Diego cruzaba la alberca de Xochimilco debajo del agua en un parpadeo. Salía y tallaba con fuerza su ancho torso, sus piernas de deportista. Los demás, en traje de baño, no se metían al agua. Lorenzo sí. Para probarse a sí mismo, se echaba clavados desde el trampolín más alto. Ningún «panzazo», aunque su estilo en el crawl dejara mucho que desear y después de dos brazadas prefería hundir a quienes se le acercaban y afirmar su poder manteniéndolos bajo el agua. «¡Muéranse, cobardes!». Chava Zúñiga, Víctor Ortiz y Javier Dehesa le temían. Le pusieron Moby Dick. Competitivo, Lorenzo lo era hasta el enfado. Diego Beristáin ganaba todos los sets de tenis con la mano en la cintura. Lo mismo le sucedía a caballo, su estilo de alta escuela lo hacía sobresalir. En cambio, Lorenzo arriesgaba su vida. «Aunque me mate», decía furioso mientras dos venas azules se le inflamaban en las sienes. El coronel Humberto Mariles, instructor de Diego, extendía la clase de equitación a los miembros de la pandilla, los conducía a campo traviesa y cada fin de semana subía un poco más los obstáculos que Diego y Lorenzo libraban. «Párale, párale, estás loco, Lorenzo, ya párale», suplicaba Diego. Ningún desafío podía permanecer sin respuesta. De los amigos, algunos de plano se conformaban con seguirlos al paso de sus monturas. «¡Vamos a robarnos una monja!», gritaba Lorenzo cuando cruzaban Tlalpan a galope. A Mariles no le quedaba más remedio que observar a ese loco que corría todos los riesgos a pesar de su cuerpo mal balanceado sobre el albardón. «Primero muerto», se azuzaba. «A mí nadie me va a ganar». Contrincante rabioso, no se despegaba de Diego y a todos empavorecía su coraje. «Este muchacho se va a matar», concluía Humberto Mariles. «Si tú puedes, yo puedo», Lorenzo retaba a Diego y lo seguía al borde del abismo.

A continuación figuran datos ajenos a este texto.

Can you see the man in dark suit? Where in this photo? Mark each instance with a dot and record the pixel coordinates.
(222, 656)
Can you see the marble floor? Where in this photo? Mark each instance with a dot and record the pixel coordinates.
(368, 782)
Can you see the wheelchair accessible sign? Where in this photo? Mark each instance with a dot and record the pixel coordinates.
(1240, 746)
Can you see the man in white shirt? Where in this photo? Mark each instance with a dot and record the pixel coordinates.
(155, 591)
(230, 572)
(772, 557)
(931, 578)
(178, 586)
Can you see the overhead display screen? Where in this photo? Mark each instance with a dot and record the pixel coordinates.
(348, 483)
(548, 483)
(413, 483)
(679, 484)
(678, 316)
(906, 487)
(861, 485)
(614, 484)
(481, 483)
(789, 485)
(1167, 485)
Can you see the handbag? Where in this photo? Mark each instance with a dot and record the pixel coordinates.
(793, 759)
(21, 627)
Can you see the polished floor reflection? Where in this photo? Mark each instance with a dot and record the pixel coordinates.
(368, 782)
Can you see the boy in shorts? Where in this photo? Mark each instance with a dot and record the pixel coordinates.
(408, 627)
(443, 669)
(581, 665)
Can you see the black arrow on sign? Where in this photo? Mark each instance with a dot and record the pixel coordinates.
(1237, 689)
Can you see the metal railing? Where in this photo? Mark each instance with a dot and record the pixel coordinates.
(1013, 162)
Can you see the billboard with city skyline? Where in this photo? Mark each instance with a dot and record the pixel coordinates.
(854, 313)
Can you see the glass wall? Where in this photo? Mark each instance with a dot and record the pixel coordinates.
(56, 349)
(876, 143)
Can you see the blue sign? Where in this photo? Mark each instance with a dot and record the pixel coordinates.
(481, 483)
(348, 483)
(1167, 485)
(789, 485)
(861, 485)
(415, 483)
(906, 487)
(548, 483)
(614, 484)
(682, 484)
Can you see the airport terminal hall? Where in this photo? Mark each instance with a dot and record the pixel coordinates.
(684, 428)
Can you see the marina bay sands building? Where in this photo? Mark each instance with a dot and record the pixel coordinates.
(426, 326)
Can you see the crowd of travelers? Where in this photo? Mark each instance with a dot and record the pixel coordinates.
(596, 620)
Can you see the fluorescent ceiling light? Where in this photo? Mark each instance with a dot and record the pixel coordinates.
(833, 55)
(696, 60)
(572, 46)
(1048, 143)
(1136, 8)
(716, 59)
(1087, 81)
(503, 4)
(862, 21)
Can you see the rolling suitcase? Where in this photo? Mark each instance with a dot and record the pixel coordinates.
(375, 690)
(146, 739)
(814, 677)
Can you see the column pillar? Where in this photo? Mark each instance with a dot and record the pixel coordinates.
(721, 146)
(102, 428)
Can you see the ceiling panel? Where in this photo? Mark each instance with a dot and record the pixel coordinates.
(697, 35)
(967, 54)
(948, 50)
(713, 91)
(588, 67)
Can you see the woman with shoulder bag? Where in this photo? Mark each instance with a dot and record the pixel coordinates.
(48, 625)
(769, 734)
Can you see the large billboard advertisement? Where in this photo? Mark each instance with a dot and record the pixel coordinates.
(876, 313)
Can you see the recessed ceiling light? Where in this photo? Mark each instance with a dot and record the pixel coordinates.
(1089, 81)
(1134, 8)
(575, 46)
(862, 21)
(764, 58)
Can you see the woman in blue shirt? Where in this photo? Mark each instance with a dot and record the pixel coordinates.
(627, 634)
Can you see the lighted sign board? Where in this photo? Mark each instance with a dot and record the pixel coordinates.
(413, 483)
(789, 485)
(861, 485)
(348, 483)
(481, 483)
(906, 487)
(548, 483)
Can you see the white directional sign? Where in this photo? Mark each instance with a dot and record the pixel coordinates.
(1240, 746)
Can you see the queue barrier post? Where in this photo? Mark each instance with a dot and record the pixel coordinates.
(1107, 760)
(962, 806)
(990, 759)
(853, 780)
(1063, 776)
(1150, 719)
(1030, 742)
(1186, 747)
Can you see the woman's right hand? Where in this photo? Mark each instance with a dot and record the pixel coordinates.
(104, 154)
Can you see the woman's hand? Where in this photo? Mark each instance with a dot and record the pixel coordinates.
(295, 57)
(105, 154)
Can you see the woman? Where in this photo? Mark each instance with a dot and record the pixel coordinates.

Aunque el Ford de Diego era negro, le recordó a Lorenzo el automóvil eléctrico de Tomasito Braniff. La primera semana, los cuates prácticamente durmieron en él. Diego alzaba la cabeza y las orejas, su pelambre relucía, se mantenía por encima del rebaño. Conductor y dueño, dominaba. Sus atributos lo convertían en jefe indiscutible. Jóvenes lobos, yo soy el que escojo primero la presa y el momento. Sólo Lorenzo intervenía en sus señales y jamás bajaba la cabeza como el resto de la manada. Diego no iba a ceder su rango dentro de la jerarquía de la pandilla. «La selección natural», habría dicho entre una carcajada y otra. Ahora, adentro del Ford, la tribu discutía, llenando la calle con su impertinencia. En Uruguay, al pasar frente a la policía, Diego exclamó:
—¡Chinguen a su madre!
Chava Zúñiga, de suyo diminuto, se hizo más pequeño aún: «Oye, ya le mentaste la madre a la policía».
«Ni modo», alcanzó a decir Diego antes de que dos policías los cazaran y llevaran a la delegación.
—Todos mentamos madres, no sólo él —alegó Lorenzo.
—Pues también van a ir a la cárcel. ¿De dónde son ustedes?
—Señor jefe del ejército —se dirigió al comandante—, creo que la cárcel no es la que nos corresponde, sino La Castañeda.
El hombre sonrió.
—¿Qué pasó, señor, no hubo mentadas?
—Sí las hubo, pero dentro de lo que estábamos discutiendo, la reforma del artículo 27 de la Constitución. ¿Le parece a usted correcto, comandante, que la Constitución esté al servicio de un presidente de la República y sea letra muerta ante la voluntad del pueblo?
—¿La mentada no fue para la policía? —preguntó cohibido el comandante al recibir la avalancha sabihonda de Lorenzo.
—No, señor, por eso le digo que nos mande al manicomio. ¿Cree usted que estamos locos?
—No.
—Entonces, si no estamos locos, suéltenos.
Ni Danton habría sido tan persuasivo como Lorenzo, que se repetía a sí mismo: Bárbara, Celarent, Darií, Ferio, Baralipton para efectos de mnemotecnia de silogismos.
—Váyanse pues, pero una recomendación: peleen por sus creencias sin mentadas de madre.